Established in 1953 as part of an armistice agreement that ended three years of brutal war, the DMZ is a 2.5-mile-wide band that runs 155 miles across the Korean peninsula, serving as a buffer zone between the two countries.

Yet a new art gallery does actually exist in that strange locale. And this spring and summer, the Yeongang Gallery has been featuring Global Station: Until the Next Voyage, a solo exhibition by UC Santa Cruz art professor Jimin Lee, running April 19 to July 30.

“This is a truly unique art venue and first-ever art gallery within the civilian control line between the two Koreas,” said Lee. “The gallery, with an air-raid shelter next door, was once a security exhibition center before its recent renovation into an art gallery.”

“The outside of the gallery is covered with draped canvases of printed scenery images of Yeoncheon County by the artist who previously exhibited there,” Lee added. “The other part of the outside of the gallery is covered with 'Door of Peace', a wall created by over 100 louvered doors that expresses the people’s urge to freely travel to and from both sides of the Military Demarcation Line (MDL).”
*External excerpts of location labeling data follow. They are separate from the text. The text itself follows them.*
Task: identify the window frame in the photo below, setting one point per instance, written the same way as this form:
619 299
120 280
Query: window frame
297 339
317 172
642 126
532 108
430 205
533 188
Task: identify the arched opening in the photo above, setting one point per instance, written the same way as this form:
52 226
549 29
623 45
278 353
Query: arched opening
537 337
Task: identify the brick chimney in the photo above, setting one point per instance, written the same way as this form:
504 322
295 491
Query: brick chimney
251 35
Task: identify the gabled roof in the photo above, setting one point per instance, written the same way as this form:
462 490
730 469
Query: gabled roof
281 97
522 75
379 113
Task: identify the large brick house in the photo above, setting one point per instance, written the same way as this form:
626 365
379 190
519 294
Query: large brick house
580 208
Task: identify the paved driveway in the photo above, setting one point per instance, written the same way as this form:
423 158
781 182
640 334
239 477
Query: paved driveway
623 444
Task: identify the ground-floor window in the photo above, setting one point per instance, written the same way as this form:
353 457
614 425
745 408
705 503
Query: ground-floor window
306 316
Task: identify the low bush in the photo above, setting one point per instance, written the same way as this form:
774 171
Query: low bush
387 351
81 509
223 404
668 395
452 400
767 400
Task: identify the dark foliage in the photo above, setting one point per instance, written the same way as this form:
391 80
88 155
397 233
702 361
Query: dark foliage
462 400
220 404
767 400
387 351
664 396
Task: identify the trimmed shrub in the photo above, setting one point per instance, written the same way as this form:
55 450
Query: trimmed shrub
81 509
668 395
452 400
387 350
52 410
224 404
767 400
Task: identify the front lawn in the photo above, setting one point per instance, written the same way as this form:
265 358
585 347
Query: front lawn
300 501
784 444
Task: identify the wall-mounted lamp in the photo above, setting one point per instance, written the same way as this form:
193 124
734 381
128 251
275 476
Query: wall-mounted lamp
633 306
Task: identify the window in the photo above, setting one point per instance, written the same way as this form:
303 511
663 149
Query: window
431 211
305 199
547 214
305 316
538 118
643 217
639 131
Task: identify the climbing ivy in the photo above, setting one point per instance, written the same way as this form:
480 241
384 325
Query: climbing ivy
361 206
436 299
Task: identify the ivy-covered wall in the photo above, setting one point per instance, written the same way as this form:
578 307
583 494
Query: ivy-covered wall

For her exhibition, Lee selected about 35 original print works she began creating in 2013 that explore themes of the movement of the body and objects in space--in reference to migration, globalization, transportation, and mobility.

The show also includes a site specific collaboration titled “Yeoncheon” with composer Frank Harris and multimedia artist Aza Raskin. It features an original music score and video incorporating Lee’s prints, made with custom self-modifying video filters.

Lee noted that Yeongang Gallery and nearby Taepung Observatory are major tourist spots in the DMZ area. Since visitors have to leave their ID cards or passports at the checkpoint, she said she will be able to learn how many people might attend the exhibition, estimating about 1,000 to 1,500 visits per week, both from domestic and overseas tourists.

“Being a native Korean, the title of my exhibition--'Global Station: Until the Next Voyage'--came from my lifelong wish: a hope that this DMZ area would one day become a hub to link and reconnect the deeply divided country, people, networks, transportations and other physical infrastructures,” said Lee.

“I am thrilled to have an invitational solo show in the only art venue in this heavily armed border zone,” she added. “After visiting the DMZ, I was struck by the irony that this venue was actually very peaceful and within tranquil surroundings. Unexpectedly, I observed a very preserved and natural environment, and the gallery itself was surreal looking amidst the hidden paradise. I have shown my work actively around the globe, but I feel this might be the most unique art venue I have ever exhibited in.”

Lee said she was excited to learn that the leaders of North and South Korea had a historical meeting just one week after her exhibition opened in the DMZ.

“Coincidently, I had my first solo exhibition entitled ‘Somewhere/Irgendwo’ in Berlin last March at a gallery located in the “old” East Berlin. During that exhibition, I met some artists and visitors, and some of them shared with me interesting and emotional stories of their own experiences of isolation from friends and family. I was moved to hear a story about the historical David Bowie concert and how it played a role in triggering an East German rebellion. After the reunification of Germany, the German government began supporting the arts more--and in many diverse ways--which helped resolve and ease the numerous and ongoing frictions and conflicts between the two old partitions.”

“Holding this exhibition during a moment of possible political and historical change is really special,” she added. “Even though I don’t define my art as ‘political art,’ I feel somewhat empowered as an artist to be a part of this big change. I truly believe art can play a profoundly meaningful role in society and be a powerful impact on human life.”

Lee has shown her work at numerous venues around the world, including solo exhibitions in Chicago, New York, Washington, D.C., Los Angeles, San Francisco, Seoul, Tokyo, Canberra, Toronto, Montreal, Shenzhen, Chengdu and Berlin. She is the director of the Contemporary Print Media Research Center at UC Santa Cruz.